Rien n'empêche désormais que nous écrivions de la musique sur deux portées avec un simple écart d'une ligne.
Certains auteurs pour le piano l'ont compris ainsi et ils présentent cette double portée (Fa et Sol) de la manière suivante :
Pour indiquer avec cette clé d'Ut (le nom ancien du Do) l'endroit où se trouve le Do central.
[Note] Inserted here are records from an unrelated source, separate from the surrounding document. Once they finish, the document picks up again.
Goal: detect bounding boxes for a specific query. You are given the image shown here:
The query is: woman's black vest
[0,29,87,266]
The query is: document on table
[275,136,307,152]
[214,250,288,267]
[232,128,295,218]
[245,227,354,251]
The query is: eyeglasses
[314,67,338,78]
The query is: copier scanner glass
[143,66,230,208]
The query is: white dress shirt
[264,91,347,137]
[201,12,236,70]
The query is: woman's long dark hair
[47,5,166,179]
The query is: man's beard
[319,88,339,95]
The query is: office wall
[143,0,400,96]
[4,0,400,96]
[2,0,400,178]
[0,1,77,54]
Car cette clé d'Ut représente justement le Do central.
Certains instruments qui n'ont pas une étendue qui exige l'écriture sur deux portées, s'écrivent sur une seule.
Les différentes clés (de Sol, de Fa, d'Ut en troisième ligne) ne représentent qu'une partie de la superportée à onze lignes dans laquelle on a effacé des lignes contenant des notes peu usuelles.
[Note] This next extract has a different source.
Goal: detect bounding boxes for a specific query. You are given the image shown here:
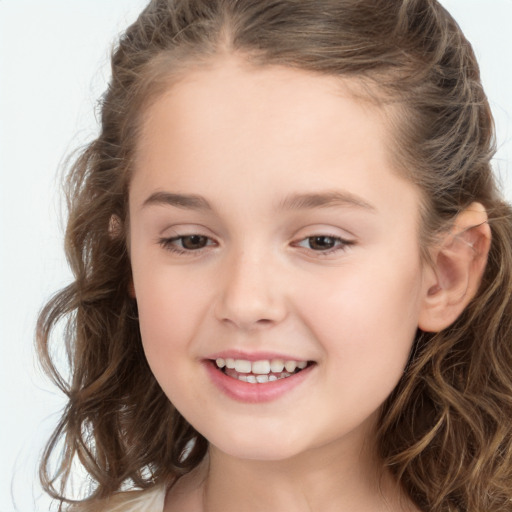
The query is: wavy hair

C'est le cas de l'Alto qui s'écrit en clé d'Ut en troisième ligne.
Dans laquelle on peut reconnaître la figure précédente avec sa ligne du Do central pleine et sans les trois lignes d'en dessus et en dessous.
Il y a d'autres clés, d'Ut en première, en seconde, en troisième (ci-dessus) et en quatrième ligne. De même il existe une clé de Fa en troisième ligne et une clé de Sol en première.
Elles sont toutes tombées en désuétude et n'ont pas d'autre utilité que de lire des partitions anciennes.
De toute façon, celui qui voudra les étudier verra leur apprentissage facilité en les imaginant à leur place dans une super portée dont on a effacé les lignes inutiles.
Pour les nécessités de notre cours et de la composition ou orchestration actuelle, seules les clés de Sol et de Fa seront nécessaires, et la clé d'Ut en troisième si on veut écrire pour l'Alto.
L'avenir est à la simplification et cela se voit de plus en plus chez les compositeurs actuels désireux de ne pas s'encombrer l'esprit et celui de leurs partenaires.